PITTSBURGH -- Aaron Donald will be back home next weekend for Pitt's spring game, and the former All-American will find himself doing a familiar job.

No, not making plays up front for the Panthers. But critiquing the work of the guys left behind, this time as an honorary coach, along with Larry Fitzgerald.

It is a job Donald never really let go of after graduating, not even as he was winning NFL defensive rookie of the year honors for the St. Louis Rams this past fall.

"It's great to have a guy like that because he's a non-selfish person," said defensive tackle K.K. Mosley-Smith, who faced Donald regularly in high school. "Any tips he can see, we'll play a game and he'll call you after the game (and) be like, 'Oh man, you should use your hands a little more.' He's just always there looking to push you to get better. He wants to see his fellow defensive linemen get better and that's what I like in him."

It is no secret that the Panthers need to get more pressure up front to succeed in Year 1 under head coach Pat Narduzzi. They struggled mightily in that department upon Donald's departure, finishing 101st nationally last year in sacks (19) and 95th in sack percentage (4.9 percent).

Playing for a former defensive coordinator in Narduzzi, whose Michigan State unit ranked 10th in sacks last season, should help. So will the tutelage of new coordinator Josh Conklin, who oversaw a disruptive defense last season at Florida International, which led the nation in fumble recoveries (19) and was second in defensive touchdowns (six).

Developing depth has been a key this spring, as Pitt returns three of four starters up front but lacks experienced pass-rushers.

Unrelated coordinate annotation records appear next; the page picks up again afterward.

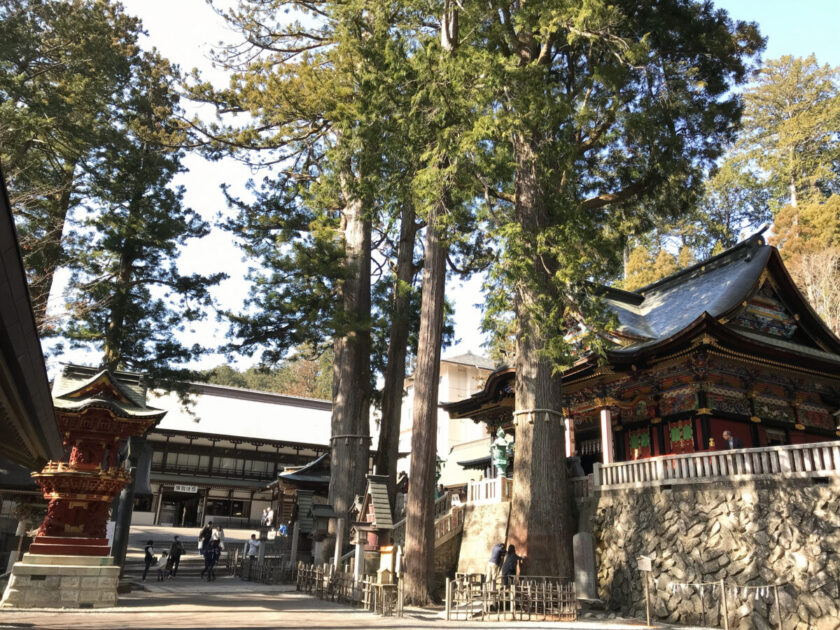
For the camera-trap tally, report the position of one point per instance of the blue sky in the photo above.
(185, 30)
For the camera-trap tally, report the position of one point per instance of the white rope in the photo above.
(534, 411)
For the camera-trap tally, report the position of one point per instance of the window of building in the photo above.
(143, 503)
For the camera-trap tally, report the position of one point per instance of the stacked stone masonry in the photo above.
(747, 534)
(59, 585)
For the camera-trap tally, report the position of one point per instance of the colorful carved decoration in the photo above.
(728, 401)
(681, 436)
(814, 416)
(773, 409)
(675, 401)
(639, 443)
(95, 421)
(765, 314)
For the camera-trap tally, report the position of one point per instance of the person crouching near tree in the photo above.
(511, 565)
(494, 565)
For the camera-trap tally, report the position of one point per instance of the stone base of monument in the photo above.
(59, 581)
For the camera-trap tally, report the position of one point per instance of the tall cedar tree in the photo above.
(791, 117)
(610, 109)
(446, 188)
(126, 295)
(63, 66)
(314, 88)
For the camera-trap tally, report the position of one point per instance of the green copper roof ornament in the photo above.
(501, 451)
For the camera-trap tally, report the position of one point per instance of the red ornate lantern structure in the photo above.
(96, 415)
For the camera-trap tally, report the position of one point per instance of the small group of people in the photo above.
(168, 562)
(267, 519)
(504, 562)
(211, 543)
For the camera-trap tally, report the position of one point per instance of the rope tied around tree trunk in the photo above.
(530, 413)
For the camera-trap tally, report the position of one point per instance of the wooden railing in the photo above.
(581, 486)
(443, 506)
(800, 460)
(498, 490)
(449, 526)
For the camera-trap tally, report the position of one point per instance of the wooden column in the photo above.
(570, 436)
(606, 436)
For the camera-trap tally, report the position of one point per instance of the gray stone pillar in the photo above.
(586, 579)
(359, 561)
(295, 539)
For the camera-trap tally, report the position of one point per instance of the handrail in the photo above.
(792, 461)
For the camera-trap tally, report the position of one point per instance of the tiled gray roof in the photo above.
(668, 306)
(378, 489)
(471, 359)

"In an ideal world, you would like to be able to rush four guys and get pressure on the quarterback," Conklin said. "Right now, to be candid with you, we've challenged our defensive ends repeatedly here. And they know and they understand they've got to step up to the challenge. And I think we have some guys right now that can do that.

"I look at a guy like Rori Blair and I look at a guy like Ejuan Price, who I think have the ability to do it, but we've just got to be able to do it consistently. And if you can't get pressure on the quarterback with just four, then you've got to find ways to get pressure on the quarterback. And we've got a pressure package and we'll do all that."

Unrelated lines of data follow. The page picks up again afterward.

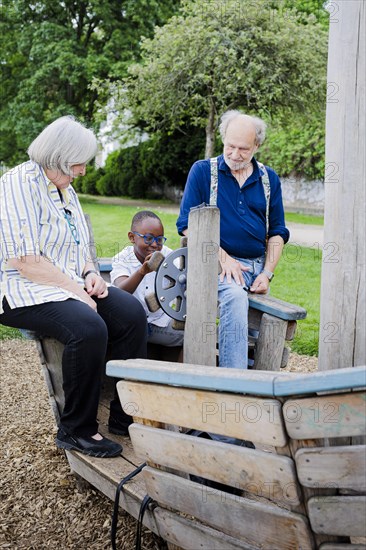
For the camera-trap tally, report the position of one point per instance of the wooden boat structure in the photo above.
(303, 486)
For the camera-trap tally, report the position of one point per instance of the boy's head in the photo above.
(149, 225)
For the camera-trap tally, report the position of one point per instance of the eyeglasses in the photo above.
(71, 223)
(150, 239)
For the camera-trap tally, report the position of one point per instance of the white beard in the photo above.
(237, 165)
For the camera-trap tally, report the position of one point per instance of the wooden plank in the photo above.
(105, 478)
(203, 247)
(337, 467)
(277, 308)
(331, 380)
(338, 515)
(259, 524)
(264, 474)
(265, 383)
(270, 344)
(291, 330)
(176, 529)
(194, 376)
(249, 418)
(191, 534)
(328, 416)
(341, 546)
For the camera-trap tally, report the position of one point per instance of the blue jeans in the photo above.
(165, 336)
(233, 327)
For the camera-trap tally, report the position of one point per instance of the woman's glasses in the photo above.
(150, 239)
(71, 223)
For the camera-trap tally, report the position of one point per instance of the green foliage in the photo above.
(298, 281)
(88, 184)
(217, 56)
(51, 51)
(143, 170)
(296, 146)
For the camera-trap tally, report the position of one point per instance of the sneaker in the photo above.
(105, 448)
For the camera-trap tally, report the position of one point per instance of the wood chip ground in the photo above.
(42, 504)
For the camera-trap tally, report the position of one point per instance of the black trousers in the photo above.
(119, 326)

Conklin has been pleased with the interior, where Mosley-Smith and Darryl Render have provided some stability and senior leadership after starting last season. Blair, a sophomore end, burst onto the scene as a rookie, tallying a team-best five sacks.

"We expect to be a high-energy group," Mosley-Smith said. "I feel like we expect to be dominant. Go to work. Get a lot of pressure this year. We're working with each other. Make each other better in any way. Watching old films on some of the players that came through here that were great. We have a high expectation this year and I think this is the year we need to live up to that."